Short term and long term, rental remains power player
Marcia Gruver Doyle | November 21, 2017

The strong 3Q reports from Herc Rentals, H&E Equipment Services and United Rentals serve to underscore a recent forecast by the American Rental Association (ARA).

Updating its five-year forecast, ARA says it expects equipment rental revenue to grow at a compound annual growth rate (CAGR) of 4.7 percent between 2017 and 2021. This forecast has changed little since last updated in August, according to the association.

The ARA Rental Market Monitor says total U.S. rental revenue is expected to grow by 4.5 percent in 2018 to a total of $51.5 billion. ARA expects revenue to grow 5.5 percent in 2019, 4.9 percent in 2020 and 4.1 percent in 2021.

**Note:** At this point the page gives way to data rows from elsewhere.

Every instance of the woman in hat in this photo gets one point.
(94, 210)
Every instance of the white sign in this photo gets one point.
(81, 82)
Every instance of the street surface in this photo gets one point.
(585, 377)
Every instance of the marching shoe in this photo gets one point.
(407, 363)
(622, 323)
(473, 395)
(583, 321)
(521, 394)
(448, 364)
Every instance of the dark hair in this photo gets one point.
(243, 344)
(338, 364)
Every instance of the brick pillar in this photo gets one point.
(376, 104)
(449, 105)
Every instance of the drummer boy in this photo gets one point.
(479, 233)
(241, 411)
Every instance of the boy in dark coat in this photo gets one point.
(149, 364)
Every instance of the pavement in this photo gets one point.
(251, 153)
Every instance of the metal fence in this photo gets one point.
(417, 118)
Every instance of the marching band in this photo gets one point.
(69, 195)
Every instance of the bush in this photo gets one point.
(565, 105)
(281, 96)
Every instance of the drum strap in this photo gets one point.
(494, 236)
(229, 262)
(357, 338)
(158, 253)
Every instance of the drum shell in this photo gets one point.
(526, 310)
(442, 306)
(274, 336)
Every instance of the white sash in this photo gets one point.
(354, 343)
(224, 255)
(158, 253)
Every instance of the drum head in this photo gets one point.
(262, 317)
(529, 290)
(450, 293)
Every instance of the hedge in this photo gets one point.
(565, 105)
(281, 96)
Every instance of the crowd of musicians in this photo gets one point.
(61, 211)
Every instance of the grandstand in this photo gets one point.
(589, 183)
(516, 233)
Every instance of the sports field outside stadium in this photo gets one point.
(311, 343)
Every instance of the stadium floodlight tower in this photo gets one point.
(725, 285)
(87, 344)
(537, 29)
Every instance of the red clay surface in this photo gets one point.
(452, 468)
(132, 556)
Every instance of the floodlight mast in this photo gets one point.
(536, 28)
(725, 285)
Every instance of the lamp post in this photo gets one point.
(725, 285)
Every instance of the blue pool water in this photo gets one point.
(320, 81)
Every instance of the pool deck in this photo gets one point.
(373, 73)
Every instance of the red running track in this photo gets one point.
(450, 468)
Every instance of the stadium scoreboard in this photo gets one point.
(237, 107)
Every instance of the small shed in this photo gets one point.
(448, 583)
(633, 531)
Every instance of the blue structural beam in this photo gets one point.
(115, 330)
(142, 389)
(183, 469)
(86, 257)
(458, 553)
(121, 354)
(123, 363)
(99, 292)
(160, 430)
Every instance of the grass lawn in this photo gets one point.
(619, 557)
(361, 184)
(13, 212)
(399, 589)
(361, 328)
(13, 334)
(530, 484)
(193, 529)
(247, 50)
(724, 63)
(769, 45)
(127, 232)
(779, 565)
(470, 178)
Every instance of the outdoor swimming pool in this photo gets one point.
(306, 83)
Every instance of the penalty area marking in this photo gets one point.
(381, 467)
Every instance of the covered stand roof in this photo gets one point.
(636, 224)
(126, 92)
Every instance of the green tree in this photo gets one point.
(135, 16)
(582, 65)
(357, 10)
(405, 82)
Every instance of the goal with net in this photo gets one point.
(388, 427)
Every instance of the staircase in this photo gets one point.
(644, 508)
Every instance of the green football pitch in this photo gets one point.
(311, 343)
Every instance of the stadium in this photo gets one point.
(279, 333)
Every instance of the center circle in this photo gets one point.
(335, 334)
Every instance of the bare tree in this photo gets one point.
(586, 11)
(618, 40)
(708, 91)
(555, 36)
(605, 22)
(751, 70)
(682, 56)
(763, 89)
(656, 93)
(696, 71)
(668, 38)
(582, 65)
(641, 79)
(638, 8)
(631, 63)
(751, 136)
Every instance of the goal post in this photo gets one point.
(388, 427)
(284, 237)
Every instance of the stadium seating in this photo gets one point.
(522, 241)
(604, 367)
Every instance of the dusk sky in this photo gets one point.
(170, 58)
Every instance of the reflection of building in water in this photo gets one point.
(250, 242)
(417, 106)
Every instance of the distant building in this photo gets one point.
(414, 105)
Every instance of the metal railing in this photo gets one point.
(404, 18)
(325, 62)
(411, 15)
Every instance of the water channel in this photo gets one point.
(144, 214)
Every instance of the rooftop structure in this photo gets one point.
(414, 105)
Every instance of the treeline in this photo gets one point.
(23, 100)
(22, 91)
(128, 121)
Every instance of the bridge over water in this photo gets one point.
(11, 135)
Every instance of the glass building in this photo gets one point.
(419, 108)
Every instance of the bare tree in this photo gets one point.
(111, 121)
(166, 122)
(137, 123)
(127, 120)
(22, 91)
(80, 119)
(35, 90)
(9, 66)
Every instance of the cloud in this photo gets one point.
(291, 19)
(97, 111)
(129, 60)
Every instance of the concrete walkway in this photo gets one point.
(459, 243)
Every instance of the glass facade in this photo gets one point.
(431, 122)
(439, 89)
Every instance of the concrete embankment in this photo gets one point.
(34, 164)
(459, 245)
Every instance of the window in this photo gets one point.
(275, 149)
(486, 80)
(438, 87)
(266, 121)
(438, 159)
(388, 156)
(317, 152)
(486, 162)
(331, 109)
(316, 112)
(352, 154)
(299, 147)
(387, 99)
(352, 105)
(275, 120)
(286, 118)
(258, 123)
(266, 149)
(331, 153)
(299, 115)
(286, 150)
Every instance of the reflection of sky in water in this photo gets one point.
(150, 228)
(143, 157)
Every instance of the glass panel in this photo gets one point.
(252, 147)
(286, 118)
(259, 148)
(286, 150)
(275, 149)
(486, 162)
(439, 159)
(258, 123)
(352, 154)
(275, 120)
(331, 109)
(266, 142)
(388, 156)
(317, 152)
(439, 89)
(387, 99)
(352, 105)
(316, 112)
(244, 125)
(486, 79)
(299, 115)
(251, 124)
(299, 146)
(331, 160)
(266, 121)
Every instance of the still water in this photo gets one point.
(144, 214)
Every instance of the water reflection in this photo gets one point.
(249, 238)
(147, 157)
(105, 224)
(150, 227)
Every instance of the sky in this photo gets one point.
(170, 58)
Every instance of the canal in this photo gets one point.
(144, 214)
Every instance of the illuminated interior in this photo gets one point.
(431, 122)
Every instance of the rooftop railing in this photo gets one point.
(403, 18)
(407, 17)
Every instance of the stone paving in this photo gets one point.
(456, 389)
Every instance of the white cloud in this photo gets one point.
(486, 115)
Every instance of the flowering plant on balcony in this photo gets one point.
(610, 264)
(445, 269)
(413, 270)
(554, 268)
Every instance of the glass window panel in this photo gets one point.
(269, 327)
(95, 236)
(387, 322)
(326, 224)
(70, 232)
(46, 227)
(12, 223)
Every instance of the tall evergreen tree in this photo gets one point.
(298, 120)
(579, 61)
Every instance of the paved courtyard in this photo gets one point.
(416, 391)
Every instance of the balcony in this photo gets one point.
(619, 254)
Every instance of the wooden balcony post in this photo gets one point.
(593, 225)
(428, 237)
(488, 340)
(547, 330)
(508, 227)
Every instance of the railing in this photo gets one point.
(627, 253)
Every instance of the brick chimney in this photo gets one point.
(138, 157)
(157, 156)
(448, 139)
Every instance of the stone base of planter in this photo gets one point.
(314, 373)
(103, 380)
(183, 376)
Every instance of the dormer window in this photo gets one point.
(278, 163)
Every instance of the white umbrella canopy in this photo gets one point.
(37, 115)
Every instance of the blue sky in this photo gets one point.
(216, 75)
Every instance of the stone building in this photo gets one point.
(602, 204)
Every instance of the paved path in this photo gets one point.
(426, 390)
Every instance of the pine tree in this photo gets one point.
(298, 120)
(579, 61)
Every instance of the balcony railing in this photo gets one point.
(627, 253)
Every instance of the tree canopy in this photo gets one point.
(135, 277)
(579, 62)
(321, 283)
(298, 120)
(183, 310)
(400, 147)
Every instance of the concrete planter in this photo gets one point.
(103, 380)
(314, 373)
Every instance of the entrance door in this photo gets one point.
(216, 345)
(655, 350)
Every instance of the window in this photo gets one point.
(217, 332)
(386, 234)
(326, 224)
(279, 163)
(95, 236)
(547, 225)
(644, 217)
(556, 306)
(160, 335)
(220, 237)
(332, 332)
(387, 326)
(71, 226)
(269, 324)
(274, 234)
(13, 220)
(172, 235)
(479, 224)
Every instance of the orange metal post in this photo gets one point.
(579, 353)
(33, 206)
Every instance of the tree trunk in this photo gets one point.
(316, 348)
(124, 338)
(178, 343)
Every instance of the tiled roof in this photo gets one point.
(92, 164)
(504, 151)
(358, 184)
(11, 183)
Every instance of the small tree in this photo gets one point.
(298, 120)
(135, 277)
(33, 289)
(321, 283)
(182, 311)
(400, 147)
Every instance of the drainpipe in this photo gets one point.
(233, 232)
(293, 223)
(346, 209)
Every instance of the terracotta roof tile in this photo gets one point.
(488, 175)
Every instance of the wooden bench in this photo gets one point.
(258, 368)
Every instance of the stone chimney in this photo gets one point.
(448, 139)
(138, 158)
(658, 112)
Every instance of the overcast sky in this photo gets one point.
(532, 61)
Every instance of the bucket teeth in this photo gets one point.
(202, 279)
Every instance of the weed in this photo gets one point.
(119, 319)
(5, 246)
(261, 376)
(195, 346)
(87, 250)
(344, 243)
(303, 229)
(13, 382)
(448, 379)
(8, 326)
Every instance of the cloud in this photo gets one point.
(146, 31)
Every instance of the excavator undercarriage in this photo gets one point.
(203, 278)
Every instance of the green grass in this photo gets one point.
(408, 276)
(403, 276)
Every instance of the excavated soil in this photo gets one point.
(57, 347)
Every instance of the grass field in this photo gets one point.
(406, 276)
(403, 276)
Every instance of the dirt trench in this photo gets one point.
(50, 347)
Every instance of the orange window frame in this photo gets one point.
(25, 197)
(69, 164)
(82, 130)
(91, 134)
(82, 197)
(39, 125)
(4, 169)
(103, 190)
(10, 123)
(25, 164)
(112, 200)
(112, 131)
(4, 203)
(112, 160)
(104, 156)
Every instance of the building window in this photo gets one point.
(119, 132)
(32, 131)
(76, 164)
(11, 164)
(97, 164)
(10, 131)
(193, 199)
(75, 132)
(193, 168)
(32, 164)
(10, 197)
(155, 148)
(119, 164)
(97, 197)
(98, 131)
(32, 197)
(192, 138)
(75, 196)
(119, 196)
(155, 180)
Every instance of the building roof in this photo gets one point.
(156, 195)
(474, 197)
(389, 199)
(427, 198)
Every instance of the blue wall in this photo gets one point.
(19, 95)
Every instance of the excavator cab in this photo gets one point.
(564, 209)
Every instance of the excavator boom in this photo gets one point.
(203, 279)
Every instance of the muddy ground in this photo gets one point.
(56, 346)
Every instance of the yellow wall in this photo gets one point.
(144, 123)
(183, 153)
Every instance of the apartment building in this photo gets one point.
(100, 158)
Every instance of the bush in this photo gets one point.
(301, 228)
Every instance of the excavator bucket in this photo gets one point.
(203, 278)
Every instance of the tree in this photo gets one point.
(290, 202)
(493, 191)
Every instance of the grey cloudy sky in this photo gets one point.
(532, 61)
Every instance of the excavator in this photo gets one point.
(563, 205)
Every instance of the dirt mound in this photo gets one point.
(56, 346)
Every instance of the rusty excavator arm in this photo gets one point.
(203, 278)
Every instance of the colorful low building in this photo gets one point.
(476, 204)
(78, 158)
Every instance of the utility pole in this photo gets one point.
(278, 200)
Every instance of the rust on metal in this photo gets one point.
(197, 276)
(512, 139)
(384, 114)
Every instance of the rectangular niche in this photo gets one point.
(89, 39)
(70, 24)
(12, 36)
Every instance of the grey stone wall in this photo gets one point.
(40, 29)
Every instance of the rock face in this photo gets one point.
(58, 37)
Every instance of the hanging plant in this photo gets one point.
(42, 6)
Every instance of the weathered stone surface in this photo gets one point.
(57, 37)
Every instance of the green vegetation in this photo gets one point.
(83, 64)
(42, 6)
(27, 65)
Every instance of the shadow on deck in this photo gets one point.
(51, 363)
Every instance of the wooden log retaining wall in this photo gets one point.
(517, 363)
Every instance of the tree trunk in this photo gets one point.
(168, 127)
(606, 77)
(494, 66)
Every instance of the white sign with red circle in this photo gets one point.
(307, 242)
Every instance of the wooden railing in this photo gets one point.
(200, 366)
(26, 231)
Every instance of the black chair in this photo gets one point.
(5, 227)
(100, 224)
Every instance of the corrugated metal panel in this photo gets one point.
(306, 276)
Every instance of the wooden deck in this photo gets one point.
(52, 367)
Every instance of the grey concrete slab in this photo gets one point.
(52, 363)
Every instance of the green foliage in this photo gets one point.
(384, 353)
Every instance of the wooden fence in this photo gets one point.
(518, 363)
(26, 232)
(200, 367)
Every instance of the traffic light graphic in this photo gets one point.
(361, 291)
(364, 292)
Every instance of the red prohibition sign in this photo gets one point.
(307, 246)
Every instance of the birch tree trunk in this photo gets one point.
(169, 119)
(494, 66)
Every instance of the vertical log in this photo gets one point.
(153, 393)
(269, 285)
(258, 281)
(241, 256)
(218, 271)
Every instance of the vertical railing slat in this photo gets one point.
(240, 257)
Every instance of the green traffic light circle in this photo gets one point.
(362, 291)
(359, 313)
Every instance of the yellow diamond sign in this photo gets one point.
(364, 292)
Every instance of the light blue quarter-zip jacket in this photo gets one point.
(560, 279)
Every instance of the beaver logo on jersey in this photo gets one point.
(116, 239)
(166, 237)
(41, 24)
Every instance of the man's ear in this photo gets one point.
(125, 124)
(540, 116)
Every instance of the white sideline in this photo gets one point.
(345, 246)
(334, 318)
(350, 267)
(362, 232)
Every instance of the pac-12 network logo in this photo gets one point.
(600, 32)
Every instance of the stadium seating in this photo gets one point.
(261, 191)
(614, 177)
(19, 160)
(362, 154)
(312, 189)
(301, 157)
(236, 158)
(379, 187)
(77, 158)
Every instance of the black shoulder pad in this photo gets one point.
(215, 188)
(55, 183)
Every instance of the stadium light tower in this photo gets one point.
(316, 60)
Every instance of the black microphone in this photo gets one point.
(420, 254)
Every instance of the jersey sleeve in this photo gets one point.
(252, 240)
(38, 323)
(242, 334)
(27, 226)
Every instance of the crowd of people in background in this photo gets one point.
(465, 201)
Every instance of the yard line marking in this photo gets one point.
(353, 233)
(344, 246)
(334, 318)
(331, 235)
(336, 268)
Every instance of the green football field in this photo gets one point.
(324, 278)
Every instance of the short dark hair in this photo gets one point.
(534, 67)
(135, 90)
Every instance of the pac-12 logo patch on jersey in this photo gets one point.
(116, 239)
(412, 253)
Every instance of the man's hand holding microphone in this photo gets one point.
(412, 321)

Consistent growth is also expected north of the border, with Canadian equipment rental revenue reaching $5.3 billion in 2018, followed by growth rates of 4.1 percent in 2018, 5 percent in 2020 and 4.8 percent in 2021, reaching a total of $6.11 billion.

The construction/industrial rental revenue segment is expected to reach $40.4 billion in 2021, reaching a CAGR of 4.1 percent. The general tool segment will grow an anticipated 5.7 percent CAGR over the forecast period.

John McClelland, ARA’s vice president for government affairs, calls the forecast “strong,” allowing for consistent growth. Caveats, however, would include possible impacts from tax reform or changes in infrastructure spending.